I was standing by the River Chu, in Kazakhstan, staring at a little hill from which three naked chimneys rose. I stood alone; but a thousand miles away, in Leningrad, a woman I had never met was testing my senses. When she had finished, she would slide herself into my mind, like a rat into water. As my thoughts went out live to the Net, she would screen them through hers, strengthening my foreground thoughts and sifting out impurities, so that—if she was any good—the signal that went out on News One would be pure and clear. And when she drew herself out of my mind again, five minutes later, she would know more about me than a friend of thirty years.

“I think it’s an E flat,” I said.

“Yes, but what instrument?”

“Brass.”

“Be specific.”

“Do I look like a conductor?”

“It’s a trombone. You can tell by the glissando. Now what’s this?”

I had never met this Keishi Mirabara. I had no idea what she looked like. But Keishi was a screener, so for her, our acquaintance of half an hour was already long. Hooking up mind to mind, the way they do, they can only scorn the glacial rituals the rest of us use to form friendships. By the end of the day, she might already hate me—not with some casual dislike, but with a deep, dissective hatred, such as is otherwise only attained after decades of marriage. It’s bad stuff, their hatred. Their love is worse: a surge of emotion that comes at you flood-fast, overwhelming your own feelings before you’re even certain what they are. And the poor camera, who can reach out to another mind only with mute eyes and vague bludgeoning words… well, it’s like being an amnesia victim, coming home a stranger to someone who’s loved you all your life.

“All right, stop me when this stripe is the same color as the sky.”

“Now—no, a little more—yes, there.”

“You’re coming through faded, then. I’m going to split your field of vision. What you’re seeing will be on your left, and what’s coming through here will be on your right. Tell me when the colors are the same. Ready?”

“Ready,” I said. I gave it only half attention. I had done this all before.

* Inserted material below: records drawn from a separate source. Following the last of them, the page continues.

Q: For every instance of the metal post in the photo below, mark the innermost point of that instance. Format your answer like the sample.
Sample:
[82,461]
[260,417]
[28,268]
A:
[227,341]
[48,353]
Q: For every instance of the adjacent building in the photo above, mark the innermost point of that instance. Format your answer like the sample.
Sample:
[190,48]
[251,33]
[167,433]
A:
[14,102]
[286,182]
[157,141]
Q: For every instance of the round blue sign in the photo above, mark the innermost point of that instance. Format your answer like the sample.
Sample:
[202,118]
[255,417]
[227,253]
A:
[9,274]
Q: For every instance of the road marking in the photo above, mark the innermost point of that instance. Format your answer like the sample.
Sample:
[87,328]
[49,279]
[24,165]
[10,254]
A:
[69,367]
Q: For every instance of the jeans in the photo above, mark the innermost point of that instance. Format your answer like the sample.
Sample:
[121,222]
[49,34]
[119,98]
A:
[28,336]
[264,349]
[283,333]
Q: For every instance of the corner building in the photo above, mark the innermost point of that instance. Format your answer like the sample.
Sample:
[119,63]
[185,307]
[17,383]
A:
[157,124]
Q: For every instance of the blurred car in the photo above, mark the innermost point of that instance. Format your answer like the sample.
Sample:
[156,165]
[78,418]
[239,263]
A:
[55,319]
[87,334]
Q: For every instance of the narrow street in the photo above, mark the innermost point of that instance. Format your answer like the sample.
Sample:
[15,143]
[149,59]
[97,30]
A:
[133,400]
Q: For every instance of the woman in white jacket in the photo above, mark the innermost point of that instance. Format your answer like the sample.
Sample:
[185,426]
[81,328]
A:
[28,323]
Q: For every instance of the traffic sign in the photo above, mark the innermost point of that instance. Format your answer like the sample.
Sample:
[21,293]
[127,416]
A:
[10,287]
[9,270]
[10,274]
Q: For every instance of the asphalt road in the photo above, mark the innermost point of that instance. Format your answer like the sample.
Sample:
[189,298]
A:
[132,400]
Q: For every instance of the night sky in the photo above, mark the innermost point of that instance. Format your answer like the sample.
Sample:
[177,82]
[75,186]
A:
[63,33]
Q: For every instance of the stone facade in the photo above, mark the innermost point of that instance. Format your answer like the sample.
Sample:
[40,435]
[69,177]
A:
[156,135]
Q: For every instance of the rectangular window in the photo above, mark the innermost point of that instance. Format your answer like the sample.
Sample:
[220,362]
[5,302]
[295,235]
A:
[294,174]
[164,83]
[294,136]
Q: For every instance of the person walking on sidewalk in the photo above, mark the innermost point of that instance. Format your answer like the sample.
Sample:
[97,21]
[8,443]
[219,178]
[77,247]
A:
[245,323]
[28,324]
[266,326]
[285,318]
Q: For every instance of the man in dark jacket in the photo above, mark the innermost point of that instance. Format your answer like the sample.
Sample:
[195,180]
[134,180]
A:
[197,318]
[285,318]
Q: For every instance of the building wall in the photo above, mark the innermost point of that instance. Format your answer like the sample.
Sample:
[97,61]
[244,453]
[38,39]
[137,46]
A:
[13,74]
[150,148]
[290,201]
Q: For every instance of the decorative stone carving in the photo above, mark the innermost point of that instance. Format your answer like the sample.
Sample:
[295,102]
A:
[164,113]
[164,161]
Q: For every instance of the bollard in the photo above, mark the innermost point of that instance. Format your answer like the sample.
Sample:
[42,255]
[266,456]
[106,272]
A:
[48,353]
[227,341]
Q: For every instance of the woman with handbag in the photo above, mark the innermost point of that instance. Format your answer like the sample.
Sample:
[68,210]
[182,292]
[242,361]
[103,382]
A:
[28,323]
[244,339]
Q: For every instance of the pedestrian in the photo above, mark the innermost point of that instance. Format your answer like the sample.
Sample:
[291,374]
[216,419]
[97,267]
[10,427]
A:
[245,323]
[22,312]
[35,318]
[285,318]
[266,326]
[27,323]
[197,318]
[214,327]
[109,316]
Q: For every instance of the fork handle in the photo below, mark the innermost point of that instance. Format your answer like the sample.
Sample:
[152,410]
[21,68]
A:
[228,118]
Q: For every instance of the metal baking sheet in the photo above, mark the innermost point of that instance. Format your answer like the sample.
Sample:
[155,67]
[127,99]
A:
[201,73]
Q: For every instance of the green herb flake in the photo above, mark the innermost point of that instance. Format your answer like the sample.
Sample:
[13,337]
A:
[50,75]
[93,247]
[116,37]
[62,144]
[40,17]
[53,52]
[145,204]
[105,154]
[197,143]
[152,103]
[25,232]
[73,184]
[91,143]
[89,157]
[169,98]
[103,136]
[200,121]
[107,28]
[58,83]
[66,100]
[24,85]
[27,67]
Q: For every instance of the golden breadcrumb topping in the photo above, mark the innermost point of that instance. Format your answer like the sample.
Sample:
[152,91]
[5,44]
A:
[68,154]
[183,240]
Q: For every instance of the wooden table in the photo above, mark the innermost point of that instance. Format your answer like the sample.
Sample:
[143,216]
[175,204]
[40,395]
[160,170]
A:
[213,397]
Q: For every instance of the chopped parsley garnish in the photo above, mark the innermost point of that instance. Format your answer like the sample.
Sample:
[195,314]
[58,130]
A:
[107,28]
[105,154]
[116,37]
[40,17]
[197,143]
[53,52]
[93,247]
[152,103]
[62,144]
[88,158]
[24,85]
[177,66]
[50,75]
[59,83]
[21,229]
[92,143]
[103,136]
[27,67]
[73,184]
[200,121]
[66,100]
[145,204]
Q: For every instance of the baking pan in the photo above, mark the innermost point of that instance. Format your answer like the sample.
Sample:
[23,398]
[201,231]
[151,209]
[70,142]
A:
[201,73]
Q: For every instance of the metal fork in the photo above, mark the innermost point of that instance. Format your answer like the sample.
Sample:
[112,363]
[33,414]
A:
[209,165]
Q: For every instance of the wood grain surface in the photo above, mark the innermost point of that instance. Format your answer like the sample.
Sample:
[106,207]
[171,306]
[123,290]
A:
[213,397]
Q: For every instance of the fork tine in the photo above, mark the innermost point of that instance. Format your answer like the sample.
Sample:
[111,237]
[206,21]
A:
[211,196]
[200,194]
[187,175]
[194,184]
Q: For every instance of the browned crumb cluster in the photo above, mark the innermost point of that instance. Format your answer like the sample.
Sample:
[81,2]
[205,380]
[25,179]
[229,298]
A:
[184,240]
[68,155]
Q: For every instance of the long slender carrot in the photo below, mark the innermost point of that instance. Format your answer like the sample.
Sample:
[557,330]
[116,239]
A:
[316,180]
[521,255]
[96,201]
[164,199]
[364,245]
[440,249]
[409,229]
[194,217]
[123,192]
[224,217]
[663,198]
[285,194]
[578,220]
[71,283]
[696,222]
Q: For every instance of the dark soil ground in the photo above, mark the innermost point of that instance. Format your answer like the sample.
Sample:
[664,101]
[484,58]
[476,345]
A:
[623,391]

Keishi had come in to screen for me only that evening, when my last screener, Anton Tamarich, disappeared on the day of a broadcast. It didn’t surprise me—screeners go burnout all the time—but it left me stuck going live with a screener I’d never worked with before. It’s the beginning of any of a dozen camera nightmares. You’re working with a new screener who falls asleep at the switch just when you remember something you heard once about how to make brain viruses, and a Weaver possesses the man you’re interviewing and kills you on the spot. Or some especially compromising sexual fantasy flits through your head and out into the Net and is the scandal of the week. The untried screener is the camera’s equivalent of having your fly open.

It was scary enough that—though I’d never thought I’d say it— I missed Anton. I hadn’t liked him, but I’d liked working with him. He was an informer for the Post police, and he hated me. I knew where I stood.

“Say the words that come into your head.”

“Excrescence. Trapezoid. Spark. Blanket. Bolus. Rust.”

“Verbal, go. Okay, Maya, I’m ready for link-up. Say when.”

I walked halfway up the hill, arranged myself facing the river, and started to prepare myself for contact. After all these years of having strangers in my head, it’s still not easy. I scratched my nose, adjusted the camera moistware in the temporal socket at the side of my head, and made sure for the tenth time that I really did not have to go to the bathroom.

“Relax, will you?” Keishi whispered in my ear, from Leningrad. “‘So Your Camera Has To Pee’ is chapter two in the Basic Screening textbook, and heck, girl, I’m up to chapter four already.”